This approach also provides benefits in terms of implementation practicality and accessibility. The Oasis [32] and Enigma [36] projects are developer friendly, releasing documentation, tutorials, and testnets on which to develop and deploy applications.

Software Implementation of Location-Sharing Use Case

In this paper, generalizability and practicality of implementation were two of the evaluation criteria used when comparing privacy-preserving techniques. To further evaluate our findings that the hybrid blockchain-TEE technique provides a practical platform for developing privacy-preserving software, we implemented a proof-of-concept software application that addresses the location-sharing use case that frames this paper. This use case is based on the scenario where a research study participant shares useful features about their location data with a third-party research team, without revealing their raw GPS coordinates.

The implementation consists of the following:

  1. A smart contract deployed on the Oasis Devnet.

  2. A smartphone (iOS) app with a graphical user interface for participants and third parties to interact with the smart contract.

Confidential smart contracts on the Oasis Devnet enable private transaction data and private smart contract state (Table 2), which are used to maintain participant confidentiality and can be used to conceal a participant’s raw geolocation data. The Oasis Devnet manages per-session encryption keys that are used to encrypt communication between a client and smart contract instance, such that nobody else can view the unencrypted transaction data [65].

Table 2.

Information visibility on Oasis Devnet.

Visibility Information
Public
  • Transaction sender address (ie, participant wallet address and third-party wallet address)

  • Transaction recipient address (ie, smart contract address)

  • Transaction value transaction (ie, amount in DEV, the Oasis Devnet token used to fund transactions)

Private
  • Transaction argument data (ie, raw GPSa coordinate data)

  • Transaction result data (ie, returned feature data)

  • Method name called by a transaction (ie, “postParticipantLocation”)

  • Smart contract state (ie, mapping of participant wallet addresses to participant ID)

  • Event data (not used for this prototype; events (logs) can be emitted in response to transactions)

aGPS: global positioning system.

Figure 13 illustrates user interactions with the deployed smart contract. The contract provides a publicly accessible method for participants to post their timestamped location data. Participant identity is kept confidential by maintaining a private mapping in the smart contract state between participant wallet address and a participant identifier.

Figure 13.

Figure 13

Implementation of the proof-of-concept software application that would address a location sharing use case.

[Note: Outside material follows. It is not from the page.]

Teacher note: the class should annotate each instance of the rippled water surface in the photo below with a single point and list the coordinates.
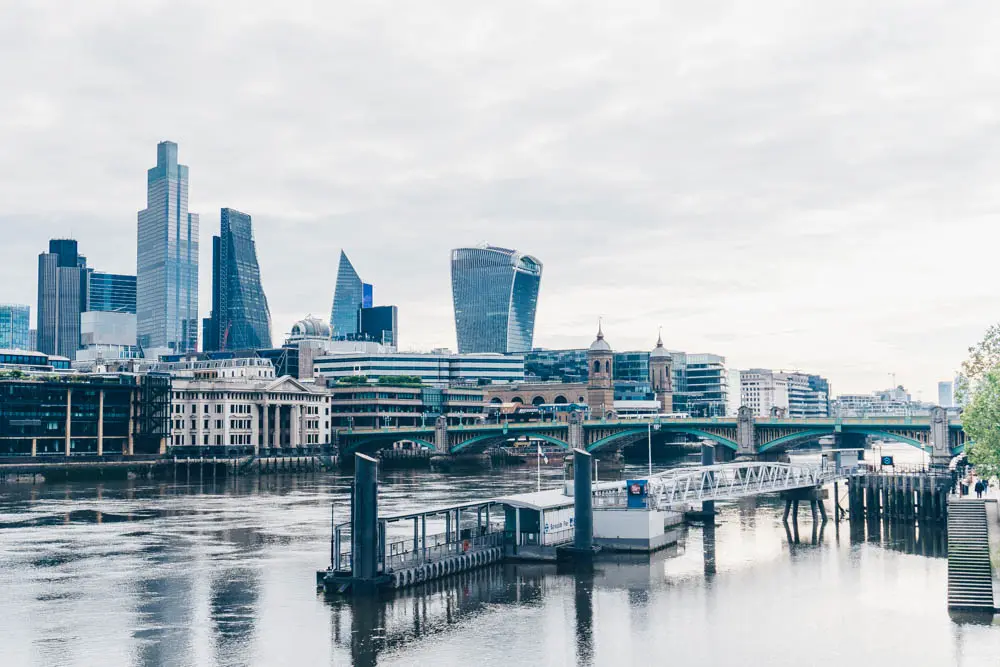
(223, 573)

A participant, identified by an identifier im, would (1) post their raw identifying location data, dm,n, along with its respective timestamp, tm,n using their iOS device. A third party, from another iOS device, is able to (2) post a raw location data, dz, with a respective feature, fz. For example, a feature such as the category of a location like the string Hospital or Pharmacy. If the location data, dm,n, posted by the participant matches the location data, dz, posted by the third party then the participant’s respective timestamp, tm,n, is mapped to that respective feature, fz. The participant is, at any time, able to (3) set the sharing permission, sm, of all of their previously posted timestamps, tm,0…tm,n, and associated features, fm,0…fm,n, to third parties. The participant is also able to (4) get all of their previously posted timestamps, tm,0…tm,n, and associated features, fm,0…fm,n. The third party is also able to (5) get these same timestamps, tm,0…tm,n, and associated features, fm,0…fm,n if and only if the participant has granted permission, sm=true.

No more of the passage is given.